The arrest matters because it gave investigators not only a suspect in custody but also weapons, ammunition and travel supplies that authorities say may help explain the speed of the alleged flight from Oklahoma. Grant Wilson, 31, is accused in the deaths of Gabrielle Wilson, 31, and her 17-month-old daughter. He is expected to be returned to LeFlore County, where authorities have said he faces two counts of first-degree murder.
Monroe County deputies said they were alerted around 12:27 a.m. March 22 to a BOLO for a suspect vehicle tied to a double homicide in Oklahoma. The gray Honda was traveling south on Interstate 475 when deputies tried to make a stop. Instead, authorities said, the driver fled and started a short pursuit before finally stopping. Deputies took Grant Hoffman Wilson into custody without further incident. At the time of arrest, authorities said, he was armed with a pistol. A search of the car turned up a Browning lever-action rifle, a shotgun, loaded magazines, loose ammunition, packed bags with clothing and food supplies, and two .40 caliber Glock handguns that Oklahoma investigators later said were consistent with shell casings recovered at the murder scene.
Only after the arrest did the public get a fuller look at what deputies in Oklahoma say had happened the previous day. On March 21, authorities were called to a home off Old Tarby Road near Poteau for a reported cardiac arrest. When deputies entered, they found Gabrielle Wilson dead with a gunshot wound through her chin. In a bedroom, they found her toddler daughter with a fatal gunshot wound to the head. Investigators said several silver-colored shell casings were near Gabrielle Wilson’s body, and a probable cause affidavit described visible blood spatter on the floor and on the wall behind her. The child also had a slug in her hair, according to the affidavit cited in later reporting.
From there, the timeline moved backward and forward at once. Investigators reviewed surveillance footage from a neighbor and said it showed Grant Wilson’s car arriving at the home at 9 a.m. and leaving at 9:04 a.m. That four-minute window became one of the most striking details in the case. At the same time, traffic-camera data later placed the same vehicle around 11:30 a.m. March 22 near Atlanta’s airport, showing how far the suspect had traveled before deputies in Georgia caught up with him. Between those two points lies an important gap that authorities have not fully explained in public, including why the emergency call in Oklahoma came hours after the visit seen on camera. Officials have not said whether investigators believe anyone else was at the house during that span.
The family history described in the affidavit added another layer. The victims’ father told investigators that Grant and Gabrielle Wilson had a history of violent arguments and physical altercations.
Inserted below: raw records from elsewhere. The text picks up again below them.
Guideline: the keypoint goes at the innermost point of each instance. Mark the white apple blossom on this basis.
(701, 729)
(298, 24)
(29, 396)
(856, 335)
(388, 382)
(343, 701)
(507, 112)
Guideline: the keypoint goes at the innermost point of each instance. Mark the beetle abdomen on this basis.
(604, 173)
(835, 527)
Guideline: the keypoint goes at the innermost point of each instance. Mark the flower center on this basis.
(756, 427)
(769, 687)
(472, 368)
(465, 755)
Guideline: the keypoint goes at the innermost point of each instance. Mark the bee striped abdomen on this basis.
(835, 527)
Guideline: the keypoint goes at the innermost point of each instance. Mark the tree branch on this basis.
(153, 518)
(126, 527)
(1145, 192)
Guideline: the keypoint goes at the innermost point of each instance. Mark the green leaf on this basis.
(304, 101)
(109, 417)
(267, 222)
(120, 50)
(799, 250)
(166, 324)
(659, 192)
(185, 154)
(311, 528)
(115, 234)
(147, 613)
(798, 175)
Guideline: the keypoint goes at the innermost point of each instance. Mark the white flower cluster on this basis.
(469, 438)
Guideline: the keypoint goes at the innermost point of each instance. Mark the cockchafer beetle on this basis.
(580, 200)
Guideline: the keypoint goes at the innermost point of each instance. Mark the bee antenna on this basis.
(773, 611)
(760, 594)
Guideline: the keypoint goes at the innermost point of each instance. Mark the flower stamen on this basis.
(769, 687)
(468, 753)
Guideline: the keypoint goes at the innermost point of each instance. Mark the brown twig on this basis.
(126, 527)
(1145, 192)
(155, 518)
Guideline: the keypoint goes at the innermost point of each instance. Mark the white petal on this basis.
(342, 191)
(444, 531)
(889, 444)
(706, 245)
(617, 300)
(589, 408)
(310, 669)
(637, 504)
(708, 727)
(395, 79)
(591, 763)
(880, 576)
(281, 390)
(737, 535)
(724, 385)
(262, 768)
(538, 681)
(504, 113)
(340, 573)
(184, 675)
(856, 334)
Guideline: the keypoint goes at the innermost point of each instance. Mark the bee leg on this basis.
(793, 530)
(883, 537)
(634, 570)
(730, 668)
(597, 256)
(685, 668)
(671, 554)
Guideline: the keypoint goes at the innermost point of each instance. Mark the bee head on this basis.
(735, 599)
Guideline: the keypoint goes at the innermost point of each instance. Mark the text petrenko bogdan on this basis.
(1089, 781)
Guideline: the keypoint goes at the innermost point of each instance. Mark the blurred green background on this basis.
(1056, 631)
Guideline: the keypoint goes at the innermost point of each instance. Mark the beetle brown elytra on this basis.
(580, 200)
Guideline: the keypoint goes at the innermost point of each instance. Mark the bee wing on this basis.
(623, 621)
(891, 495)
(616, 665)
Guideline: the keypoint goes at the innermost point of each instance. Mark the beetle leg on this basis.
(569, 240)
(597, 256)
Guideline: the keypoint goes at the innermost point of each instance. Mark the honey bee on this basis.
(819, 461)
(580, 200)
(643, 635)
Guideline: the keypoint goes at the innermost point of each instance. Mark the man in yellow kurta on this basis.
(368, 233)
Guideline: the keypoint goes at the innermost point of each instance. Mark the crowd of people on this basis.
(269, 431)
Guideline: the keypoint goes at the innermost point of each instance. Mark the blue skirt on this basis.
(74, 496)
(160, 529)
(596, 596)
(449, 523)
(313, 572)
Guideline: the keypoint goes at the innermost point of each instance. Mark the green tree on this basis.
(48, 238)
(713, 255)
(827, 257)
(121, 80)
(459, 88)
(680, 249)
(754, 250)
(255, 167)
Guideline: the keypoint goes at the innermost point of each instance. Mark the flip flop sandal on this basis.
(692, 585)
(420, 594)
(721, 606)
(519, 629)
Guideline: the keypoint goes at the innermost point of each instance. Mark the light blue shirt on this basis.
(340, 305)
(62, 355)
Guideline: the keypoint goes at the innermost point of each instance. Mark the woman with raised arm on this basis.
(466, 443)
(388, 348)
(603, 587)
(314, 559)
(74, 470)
He also said his son owned the same caliber weapon believed to have been used in the killings. Those remarks do not answer the central question of motive, and police have not publicly identified a trigger for the attack. But they do suggest the investigation quickly shifted from a broad homicide inquiry to one focused on a close relative with a known connection to the victims, a matching vehicle and, according to family, access to a similar gun.
What happens next is likely to unfold in stages. Georgia authorities said Wilson was being held there on charges related to the pursuit, including fleeing and obstruction, while Oklahoma sought extradition. Once returned, he is expected to face the two murder counts in LeFlore County. The Oklahoma State Bureau of Investigation has publicly identified him as the suspect, and local reporting has described the case as one that moved unusually fast because of surveillance footage and the interstate stop. Prosecutors have not yet outlined in court whether they will rely on firearms testing, digital records, travel data or family testimony as the main pillars of their case, though all are likely areas of focus.
Officials have offered only brief public reaction. Hunter McKee of the OSBI told local television the killings were “a senseless crime” and said the case had been heartbreaking. In Monroe County, deputies framed the arrest as another example of regional coordination in a murder investigation that crossed state lines overnight. In Poteau, the consequences are more intimate. The dead were a mother and a small child, and the accused is the woman’s twin brother. That family detail, more than the miles on the highway, is what gives the case its weight.
As of Thursday, Wilson remained the accused in a case that moved from a house outside Poteau to an interstate in Georgia in little more than a day. The next major step is his transfer back to Oklahoma for court proceedings.
Author note: Last updated April 16, 2026.